Bed Bath & Beyond Shares Plunge After Filing For Chapter 11

Bed Bath & Beyond Inc, a US household goods retailer that has finally filed for bankruptcy due to financial difficulties, crashed in the New York market on Monday.

Bed Bath & Beyond, which has a 52-year history, filed for Chapter 11 bankruptcy protection on Sunday (local time) and commenced the liquidation sale of some or all of its assets. This company, which attracted attention as a ‘meme stock’ on Wall Street, has warned of the possibility of bankruptcy due to financial difficulties for several months.

Shares in Bed Bath & Beyond (NASDAQ:BBBY) closed at 19 cents, down 35.67% on Monday. It then traded at 20 cents, up 5.4% in after-hours trading.

On Monday Bed Baths & Beyond was the second most active stock on Stocktwits, a website popular among individual investors. Also known as a flagship meme stock, the company rose to $36.87 per share in 2021.

Losses were due to ill-judged market strategy, reduced spending by inflation-stricken Americans, and tougher competition from TJX (NYSE:TJX) to rivals such as TJ Maxx and Target Corp (NYSE:TGT). As the money grew and cash ran out, the business went bankrupt.

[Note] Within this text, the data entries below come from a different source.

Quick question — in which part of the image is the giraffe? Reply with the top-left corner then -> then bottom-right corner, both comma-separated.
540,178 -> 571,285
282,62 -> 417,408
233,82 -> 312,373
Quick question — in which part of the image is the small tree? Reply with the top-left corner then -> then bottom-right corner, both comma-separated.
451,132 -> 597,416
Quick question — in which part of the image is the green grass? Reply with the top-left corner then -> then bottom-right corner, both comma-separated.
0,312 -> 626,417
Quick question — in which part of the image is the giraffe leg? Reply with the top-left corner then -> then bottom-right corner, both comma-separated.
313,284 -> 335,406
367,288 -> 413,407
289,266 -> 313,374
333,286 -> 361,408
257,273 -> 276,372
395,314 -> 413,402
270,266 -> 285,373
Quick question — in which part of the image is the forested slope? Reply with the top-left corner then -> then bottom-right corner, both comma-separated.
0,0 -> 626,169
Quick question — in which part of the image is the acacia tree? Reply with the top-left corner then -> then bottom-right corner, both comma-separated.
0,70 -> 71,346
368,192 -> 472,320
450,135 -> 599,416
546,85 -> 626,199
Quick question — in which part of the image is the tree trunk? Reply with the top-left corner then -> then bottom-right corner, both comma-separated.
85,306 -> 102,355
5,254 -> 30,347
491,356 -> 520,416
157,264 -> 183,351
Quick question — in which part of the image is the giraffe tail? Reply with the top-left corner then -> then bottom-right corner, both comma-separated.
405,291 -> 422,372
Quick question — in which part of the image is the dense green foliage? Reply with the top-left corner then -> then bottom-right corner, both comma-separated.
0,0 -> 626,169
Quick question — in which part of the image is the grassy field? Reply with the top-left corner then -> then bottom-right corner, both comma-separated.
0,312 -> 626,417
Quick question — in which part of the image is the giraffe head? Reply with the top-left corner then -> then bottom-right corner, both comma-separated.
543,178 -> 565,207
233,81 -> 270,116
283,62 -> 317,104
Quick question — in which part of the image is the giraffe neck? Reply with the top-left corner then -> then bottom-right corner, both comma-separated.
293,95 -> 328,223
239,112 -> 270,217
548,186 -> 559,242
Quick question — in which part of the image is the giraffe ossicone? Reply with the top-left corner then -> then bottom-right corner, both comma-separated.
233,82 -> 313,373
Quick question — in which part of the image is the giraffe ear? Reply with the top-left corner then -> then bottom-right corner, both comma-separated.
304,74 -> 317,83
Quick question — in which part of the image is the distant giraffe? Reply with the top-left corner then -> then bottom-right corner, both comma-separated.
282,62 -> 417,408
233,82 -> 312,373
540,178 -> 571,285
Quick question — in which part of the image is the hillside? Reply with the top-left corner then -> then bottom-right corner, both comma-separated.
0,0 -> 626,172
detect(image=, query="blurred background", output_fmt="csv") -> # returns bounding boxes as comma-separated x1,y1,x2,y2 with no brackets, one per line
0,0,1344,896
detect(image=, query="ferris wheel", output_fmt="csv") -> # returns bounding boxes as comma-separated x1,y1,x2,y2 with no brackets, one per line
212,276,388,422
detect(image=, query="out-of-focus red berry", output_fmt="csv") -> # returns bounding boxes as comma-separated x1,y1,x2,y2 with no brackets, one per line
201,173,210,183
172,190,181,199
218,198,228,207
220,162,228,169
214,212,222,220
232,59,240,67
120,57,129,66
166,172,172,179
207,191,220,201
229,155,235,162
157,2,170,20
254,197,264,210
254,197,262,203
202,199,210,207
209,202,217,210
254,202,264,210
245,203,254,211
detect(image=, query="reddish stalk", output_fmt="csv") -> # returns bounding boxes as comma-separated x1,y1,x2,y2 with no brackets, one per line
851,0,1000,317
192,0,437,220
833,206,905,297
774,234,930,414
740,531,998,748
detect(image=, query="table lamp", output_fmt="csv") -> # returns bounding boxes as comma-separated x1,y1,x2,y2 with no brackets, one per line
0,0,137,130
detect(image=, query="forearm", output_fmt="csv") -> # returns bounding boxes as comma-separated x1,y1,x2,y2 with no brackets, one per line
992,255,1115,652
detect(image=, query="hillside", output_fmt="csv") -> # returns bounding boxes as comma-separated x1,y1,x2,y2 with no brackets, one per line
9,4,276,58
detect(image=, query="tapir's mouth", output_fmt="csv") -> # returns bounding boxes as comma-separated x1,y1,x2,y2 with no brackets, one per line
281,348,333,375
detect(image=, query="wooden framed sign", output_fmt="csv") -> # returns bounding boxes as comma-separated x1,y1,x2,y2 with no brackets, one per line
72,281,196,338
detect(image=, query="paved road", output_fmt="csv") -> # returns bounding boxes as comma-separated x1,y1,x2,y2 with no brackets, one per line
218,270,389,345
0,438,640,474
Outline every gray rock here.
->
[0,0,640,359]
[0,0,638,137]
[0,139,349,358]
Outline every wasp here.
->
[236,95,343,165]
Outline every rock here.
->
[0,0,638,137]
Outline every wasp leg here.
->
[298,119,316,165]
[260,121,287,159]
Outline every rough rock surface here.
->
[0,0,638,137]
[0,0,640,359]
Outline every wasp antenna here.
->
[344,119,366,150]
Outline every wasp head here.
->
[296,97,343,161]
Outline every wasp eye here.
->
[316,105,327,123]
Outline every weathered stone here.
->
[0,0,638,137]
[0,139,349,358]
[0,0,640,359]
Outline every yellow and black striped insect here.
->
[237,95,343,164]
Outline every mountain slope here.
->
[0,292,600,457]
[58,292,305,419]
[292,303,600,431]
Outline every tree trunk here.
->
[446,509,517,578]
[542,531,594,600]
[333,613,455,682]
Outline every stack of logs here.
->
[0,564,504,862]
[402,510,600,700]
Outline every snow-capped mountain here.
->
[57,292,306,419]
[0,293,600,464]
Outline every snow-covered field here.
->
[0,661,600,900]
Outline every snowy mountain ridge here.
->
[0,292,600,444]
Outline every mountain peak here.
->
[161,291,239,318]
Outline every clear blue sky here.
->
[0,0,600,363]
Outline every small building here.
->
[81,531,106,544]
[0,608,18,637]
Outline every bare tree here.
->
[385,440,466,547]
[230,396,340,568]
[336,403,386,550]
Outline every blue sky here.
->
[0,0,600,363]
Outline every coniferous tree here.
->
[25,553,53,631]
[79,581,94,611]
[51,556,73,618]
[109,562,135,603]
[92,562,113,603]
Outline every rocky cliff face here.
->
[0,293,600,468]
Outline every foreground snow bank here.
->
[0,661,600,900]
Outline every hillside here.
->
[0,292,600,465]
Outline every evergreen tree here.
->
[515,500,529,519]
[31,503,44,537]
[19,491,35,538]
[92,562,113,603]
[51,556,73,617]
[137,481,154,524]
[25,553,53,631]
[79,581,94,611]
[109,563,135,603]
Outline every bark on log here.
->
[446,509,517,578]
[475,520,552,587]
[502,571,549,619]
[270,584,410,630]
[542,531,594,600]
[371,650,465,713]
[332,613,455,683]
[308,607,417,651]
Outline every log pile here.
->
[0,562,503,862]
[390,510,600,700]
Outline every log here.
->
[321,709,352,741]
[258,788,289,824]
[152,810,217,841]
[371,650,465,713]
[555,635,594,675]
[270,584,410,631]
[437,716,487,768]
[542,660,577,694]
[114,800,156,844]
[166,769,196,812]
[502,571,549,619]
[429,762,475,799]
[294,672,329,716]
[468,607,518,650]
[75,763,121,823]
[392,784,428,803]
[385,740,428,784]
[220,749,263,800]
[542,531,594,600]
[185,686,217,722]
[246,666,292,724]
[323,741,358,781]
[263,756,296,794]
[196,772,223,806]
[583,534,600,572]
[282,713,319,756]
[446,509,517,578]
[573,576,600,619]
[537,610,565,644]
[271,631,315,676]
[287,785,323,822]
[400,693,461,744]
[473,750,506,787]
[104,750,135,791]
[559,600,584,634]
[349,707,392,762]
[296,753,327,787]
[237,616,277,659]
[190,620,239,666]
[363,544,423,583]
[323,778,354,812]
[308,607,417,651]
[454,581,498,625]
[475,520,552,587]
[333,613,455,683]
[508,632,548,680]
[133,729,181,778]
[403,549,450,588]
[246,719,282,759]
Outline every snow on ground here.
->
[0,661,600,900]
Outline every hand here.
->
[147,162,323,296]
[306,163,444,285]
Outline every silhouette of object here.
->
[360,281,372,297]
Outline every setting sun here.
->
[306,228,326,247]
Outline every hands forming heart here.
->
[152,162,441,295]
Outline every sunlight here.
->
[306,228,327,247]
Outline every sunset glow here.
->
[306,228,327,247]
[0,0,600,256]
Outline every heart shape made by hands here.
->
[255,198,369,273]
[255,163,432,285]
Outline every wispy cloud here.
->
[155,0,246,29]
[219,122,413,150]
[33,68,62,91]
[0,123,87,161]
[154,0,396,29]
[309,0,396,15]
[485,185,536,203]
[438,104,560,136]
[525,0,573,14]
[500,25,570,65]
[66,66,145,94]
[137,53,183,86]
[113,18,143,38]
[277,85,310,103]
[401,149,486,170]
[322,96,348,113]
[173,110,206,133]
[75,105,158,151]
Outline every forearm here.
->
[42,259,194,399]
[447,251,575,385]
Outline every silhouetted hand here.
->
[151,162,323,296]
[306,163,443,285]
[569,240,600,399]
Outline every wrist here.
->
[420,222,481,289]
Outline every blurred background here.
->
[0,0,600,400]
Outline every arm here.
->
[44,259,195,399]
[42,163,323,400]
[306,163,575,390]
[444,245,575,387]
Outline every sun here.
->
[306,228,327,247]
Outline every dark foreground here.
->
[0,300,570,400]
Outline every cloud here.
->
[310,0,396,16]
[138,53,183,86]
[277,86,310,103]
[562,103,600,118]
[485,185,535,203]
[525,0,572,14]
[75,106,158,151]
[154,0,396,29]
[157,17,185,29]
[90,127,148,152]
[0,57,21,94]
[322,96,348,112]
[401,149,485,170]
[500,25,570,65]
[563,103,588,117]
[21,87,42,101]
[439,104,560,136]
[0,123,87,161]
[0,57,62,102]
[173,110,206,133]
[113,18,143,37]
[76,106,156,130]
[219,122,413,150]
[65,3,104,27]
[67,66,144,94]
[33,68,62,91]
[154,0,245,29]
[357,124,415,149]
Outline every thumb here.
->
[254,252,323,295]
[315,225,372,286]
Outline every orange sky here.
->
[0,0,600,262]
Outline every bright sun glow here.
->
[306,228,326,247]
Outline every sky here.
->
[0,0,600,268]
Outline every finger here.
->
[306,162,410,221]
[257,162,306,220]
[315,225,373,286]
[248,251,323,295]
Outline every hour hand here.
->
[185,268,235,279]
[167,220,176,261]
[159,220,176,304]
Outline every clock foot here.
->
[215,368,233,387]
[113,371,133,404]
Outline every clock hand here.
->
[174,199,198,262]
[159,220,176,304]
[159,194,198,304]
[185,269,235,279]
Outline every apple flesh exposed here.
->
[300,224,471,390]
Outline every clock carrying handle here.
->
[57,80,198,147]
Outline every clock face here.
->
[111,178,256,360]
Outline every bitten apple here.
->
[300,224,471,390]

But the company’s demise poses no threat to the broader retail sector, and some companies including Walmart (NYSE:WMT), Amazon.com (NASDAQ:AMZN), Target and Williams-Sonoma (NYSE:WSM) will benefit, analysts said.

Bed Bath & Beyond, meanwhile, has also named Holly Etlin as interim CFO. A bankruptcy specialist, Etlin will also serve as the chief restructuring officer, overseeing the liquidation and divestment process.